Industry leaders throughout crypto are supporting the former president’s bid with both their social influence and their capital. Although the Democratic camp is seeking to reclaim a beachhead with the industry, including through closed door meetings with industry leaders, they are too far behind and too unwilling to change their tune.
We will see what happens in November, but the odds of a resounding victory for Trump and even possibly a sweep of the GOP in Congress are getting better by the day. Until then, you should not doubt that the SEC under this leadership will continue to fight tooth and nail against the industry. In 2025 and beyond, that leadership not only must change but also must start walking a more collaborative policy path.
However, a change in administration may not yield that immediately.
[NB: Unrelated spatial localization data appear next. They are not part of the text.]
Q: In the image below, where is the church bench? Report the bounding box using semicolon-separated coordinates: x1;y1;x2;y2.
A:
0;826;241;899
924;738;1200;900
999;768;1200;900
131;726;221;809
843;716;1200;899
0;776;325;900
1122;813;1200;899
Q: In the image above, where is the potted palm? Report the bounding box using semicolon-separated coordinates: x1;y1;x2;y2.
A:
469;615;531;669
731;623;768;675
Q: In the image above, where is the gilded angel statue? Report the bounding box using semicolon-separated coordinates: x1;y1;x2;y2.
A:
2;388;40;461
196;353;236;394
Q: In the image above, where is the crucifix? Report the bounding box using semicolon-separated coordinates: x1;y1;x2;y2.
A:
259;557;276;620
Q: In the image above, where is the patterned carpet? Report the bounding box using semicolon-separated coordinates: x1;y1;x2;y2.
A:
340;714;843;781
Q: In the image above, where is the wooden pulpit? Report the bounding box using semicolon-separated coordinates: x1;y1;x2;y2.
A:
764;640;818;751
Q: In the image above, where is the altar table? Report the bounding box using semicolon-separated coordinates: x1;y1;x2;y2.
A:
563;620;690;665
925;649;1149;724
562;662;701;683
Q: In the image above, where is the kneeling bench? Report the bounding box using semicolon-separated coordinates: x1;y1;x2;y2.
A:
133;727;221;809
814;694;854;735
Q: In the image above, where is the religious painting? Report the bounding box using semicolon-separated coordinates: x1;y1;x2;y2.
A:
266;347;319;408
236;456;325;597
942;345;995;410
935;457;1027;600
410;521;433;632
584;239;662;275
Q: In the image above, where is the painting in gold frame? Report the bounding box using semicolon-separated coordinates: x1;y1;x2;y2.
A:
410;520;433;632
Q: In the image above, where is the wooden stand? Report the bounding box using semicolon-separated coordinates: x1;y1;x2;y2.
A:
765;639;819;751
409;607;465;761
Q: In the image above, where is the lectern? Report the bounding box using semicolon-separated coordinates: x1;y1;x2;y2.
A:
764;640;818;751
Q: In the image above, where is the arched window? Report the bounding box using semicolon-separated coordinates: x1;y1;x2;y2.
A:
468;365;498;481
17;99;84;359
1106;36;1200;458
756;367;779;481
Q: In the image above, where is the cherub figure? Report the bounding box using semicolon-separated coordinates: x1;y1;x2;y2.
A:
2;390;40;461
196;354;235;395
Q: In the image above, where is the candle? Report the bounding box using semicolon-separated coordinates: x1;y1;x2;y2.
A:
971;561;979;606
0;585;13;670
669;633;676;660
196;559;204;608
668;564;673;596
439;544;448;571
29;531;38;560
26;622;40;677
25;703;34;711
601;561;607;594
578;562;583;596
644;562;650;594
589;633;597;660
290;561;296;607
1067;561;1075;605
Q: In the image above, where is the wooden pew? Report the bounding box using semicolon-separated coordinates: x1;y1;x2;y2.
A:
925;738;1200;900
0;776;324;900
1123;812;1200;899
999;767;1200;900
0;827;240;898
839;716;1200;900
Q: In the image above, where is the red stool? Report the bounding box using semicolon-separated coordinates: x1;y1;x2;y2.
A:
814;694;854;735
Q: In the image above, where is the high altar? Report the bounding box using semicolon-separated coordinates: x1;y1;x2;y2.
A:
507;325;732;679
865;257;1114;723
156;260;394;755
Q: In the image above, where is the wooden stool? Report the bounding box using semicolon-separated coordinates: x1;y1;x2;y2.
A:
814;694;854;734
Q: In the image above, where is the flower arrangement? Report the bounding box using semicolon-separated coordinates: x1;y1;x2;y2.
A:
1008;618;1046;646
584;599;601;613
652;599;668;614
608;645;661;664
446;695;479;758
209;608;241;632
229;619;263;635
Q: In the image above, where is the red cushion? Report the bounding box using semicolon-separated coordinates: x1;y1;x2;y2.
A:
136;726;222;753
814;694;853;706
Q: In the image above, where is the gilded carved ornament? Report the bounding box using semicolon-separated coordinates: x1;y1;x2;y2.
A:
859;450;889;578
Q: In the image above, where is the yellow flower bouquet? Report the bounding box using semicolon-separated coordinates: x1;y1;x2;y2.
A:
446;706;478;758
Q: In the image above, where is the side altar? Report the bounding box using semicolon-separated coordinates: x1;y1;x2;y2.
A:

There is speculation that Gary Gensler would not resign the commission at the end of the Biden administration but instead stay on as a commissioner after being removed as chair in order to sustain the anti-crypto policies (as well as his other expansions of SEC purview) his current 3-2 commission majority has championed. Commissioner Caroline Crenshaw is also seeking reconfirmation to another term on the commission, although White House and broader support for her has been tepid. (She was the commissioner who famously responded to an appellate court smacking down the SEC’s capricious denial of a Bitcoin (BTC) ETF by insisting the law should be ignored.)
We can be optimistic that, while the Senate may reconfirm Crenshaw, Gensler will depart rather than be forced to take a backseat. And perhaps new policy priorities at the agency along with stronger engagement by the Hill will end this war of attrition.
Until that day, we have no choice but to fight.